An MCP server is the plug a model uses to reach a real system. Here's what that actually means — and what an enterprise-grade version of it has to do that a vanilla one doesn't.

The one-line answer

An MCP server is a small program that exposes a set of tools, data sources, or prompts to an AI model over a standard protocol — the Model Context Protocol. The model (or the agent wrapping it) is the client. The MCP server is the thing on the other end of the wire that actually knows how to read your Gmail, query your Postgres, hit your Jira API, or run a shell command.

If you've ever wired a function-calling tool into an LLM by hand, an MCP server is that, standardised. Same idea — describe a tool, accept structured calls, return structured results — but published over a protocol so any compliant client (Claude Desktop, Cursor, an in-house agent, a workflow runner) can pick it up without bespoke glue code.

Why it exists

Before MCP, every "connect this AI to that system" integration was its own snowflake. OpenAI's function-calling shape, Anthropic's tool-use shape, LangChain's tool abstraction, your internal team's wrapper around all of the above. Each pairing of (model framework × target system) was a one-off.

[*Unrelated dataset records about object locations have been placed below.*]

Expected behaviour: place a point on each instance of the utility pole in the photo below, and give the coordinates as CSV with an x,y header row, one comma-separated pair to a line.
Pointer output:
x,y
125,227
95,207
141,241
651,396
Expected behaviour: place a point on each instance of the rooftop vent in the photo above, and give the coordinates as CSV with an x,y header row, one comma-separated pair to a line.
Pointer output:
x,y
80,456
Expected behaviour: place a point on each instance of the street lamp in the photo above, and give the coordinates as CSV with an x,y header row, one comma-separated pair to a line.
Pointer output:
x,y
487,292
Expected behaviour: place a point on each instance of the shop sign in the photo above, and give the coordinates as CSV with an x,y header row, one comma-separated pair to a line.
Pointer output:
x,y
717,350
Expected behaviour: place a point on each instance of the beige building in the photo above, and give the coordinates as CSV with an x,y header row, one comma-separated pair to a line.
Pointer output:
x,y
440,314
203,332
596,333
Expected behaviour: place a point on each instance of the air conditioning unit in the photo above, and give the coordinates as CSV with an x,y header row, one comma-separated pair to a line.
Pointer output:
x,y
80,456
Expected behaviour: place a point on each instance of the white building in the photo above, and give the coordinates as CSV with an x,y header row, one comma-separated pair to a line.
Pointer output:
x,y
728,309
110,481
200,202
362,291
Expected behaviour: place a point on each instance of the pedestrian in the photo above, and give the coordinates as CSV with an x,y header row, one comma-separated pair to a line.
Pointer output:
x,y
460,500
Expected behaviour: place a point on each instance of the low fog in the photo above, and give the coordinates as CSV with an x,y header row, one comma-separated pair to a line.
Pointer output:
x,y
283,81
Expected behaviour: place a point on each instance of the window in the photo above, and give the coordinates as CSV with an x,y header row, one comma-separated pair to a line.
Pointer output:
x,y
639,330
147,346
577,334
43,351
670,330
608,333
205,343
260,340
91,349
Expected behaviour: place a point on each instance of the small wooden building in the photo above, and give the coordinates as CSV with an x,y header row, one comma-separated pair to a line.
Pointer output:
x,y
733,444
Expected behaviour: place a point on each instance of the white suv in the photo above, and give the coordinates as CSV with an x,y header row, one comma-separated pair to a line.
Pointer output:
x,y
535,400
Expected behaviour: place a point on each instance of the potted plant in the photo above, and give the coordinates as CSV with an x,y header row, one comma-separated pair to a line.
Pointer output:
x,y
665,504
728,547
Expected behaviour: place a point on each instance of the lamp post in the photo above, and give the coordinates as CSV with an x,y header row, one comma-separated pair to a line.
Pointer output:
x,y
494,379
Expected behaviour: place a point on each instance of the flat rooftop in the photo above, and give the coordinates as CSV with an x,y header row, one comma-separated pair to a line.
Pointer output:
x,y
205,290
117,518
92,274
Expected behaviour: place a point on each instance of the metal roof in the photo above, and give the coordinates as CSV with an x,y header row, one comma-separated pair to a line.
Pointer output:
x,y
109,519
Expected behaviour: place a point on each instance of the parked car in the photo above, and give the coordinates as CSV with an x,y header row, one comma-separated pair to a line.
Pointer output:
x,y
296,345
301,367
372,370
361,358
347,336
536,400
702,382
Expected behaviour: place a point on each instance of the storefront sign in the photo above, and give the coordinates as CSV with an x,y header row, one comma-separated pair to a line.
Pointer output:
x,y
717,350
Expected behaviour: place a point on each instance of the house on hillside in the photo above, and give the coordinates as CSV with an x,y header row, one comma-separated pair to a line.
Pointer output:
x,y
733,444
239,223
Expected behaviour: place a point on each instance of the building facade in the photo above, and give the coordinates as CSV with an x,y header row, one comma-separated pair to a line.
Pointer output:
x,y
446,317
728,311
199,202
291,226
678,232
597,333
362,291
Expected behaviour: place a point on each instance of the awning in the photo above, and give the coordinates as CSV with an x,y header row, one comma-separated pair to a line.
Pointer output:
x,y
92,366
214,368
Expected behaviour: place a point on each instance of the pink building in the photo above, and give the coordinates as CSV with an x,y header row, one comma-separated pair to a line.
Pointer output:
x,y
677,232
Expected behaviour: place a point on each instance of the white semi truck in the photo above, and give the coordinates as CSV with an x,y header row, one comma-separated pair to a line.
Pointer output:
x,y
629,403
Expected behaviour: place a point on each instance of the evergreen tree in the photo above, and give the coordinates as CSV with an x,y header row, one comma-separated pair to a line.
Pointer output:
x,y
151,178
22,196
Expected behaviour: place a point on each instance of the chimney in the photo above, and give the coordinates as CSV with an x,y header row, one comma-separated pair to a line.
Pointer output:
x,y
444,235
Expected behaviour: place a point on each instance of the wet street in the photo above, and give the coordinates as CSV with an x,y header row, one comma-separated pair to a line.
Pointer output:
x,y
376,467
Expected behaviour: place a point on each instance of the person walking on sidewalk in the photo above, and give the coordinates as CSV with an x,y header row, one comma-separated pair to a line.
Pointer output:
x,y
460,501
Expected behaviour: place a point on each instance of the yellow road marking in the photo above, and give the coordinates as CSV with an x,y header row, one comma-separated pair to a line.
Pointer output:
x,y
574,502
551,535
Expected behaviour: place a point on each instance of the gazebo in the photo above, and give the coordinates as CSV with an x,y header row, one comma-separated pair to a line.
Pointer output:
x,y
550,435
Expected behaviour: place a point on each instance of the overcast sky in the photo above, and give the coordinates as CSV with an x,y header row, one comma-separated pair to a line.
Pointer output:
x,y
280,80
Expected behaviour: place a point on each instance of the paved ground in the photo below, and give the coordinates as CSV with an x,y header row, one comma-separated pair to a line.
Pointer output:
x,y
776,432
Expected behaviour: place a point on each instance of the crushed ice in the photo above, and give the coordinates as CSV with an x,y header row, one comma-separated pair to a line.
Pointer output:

Anthropic published MCP in late 2024 to fix that. It's an open, JSON-RPC-based protocol with three things in its vocabulary:

  • Tools — functions the model can call. (Read this file, send this email, query this database.)
  • Resources — read-only context the model can pull. (A file, a row, a doc snippet.)
  • Prompts — reusable templated prompts the server hands to the client.

Pick a client. Pick a server. They speak the same language. That's the whole pitch.

MCP client vs MCP server

This trips people up because "client" and "server" feel backwards from the web sense. The client is the AI app — Claude Desktop, Cursor, your custom agent — the thing the human talks to. The server is the integration that sits next to (or inside) the system being accessed and answers the client's tool calls.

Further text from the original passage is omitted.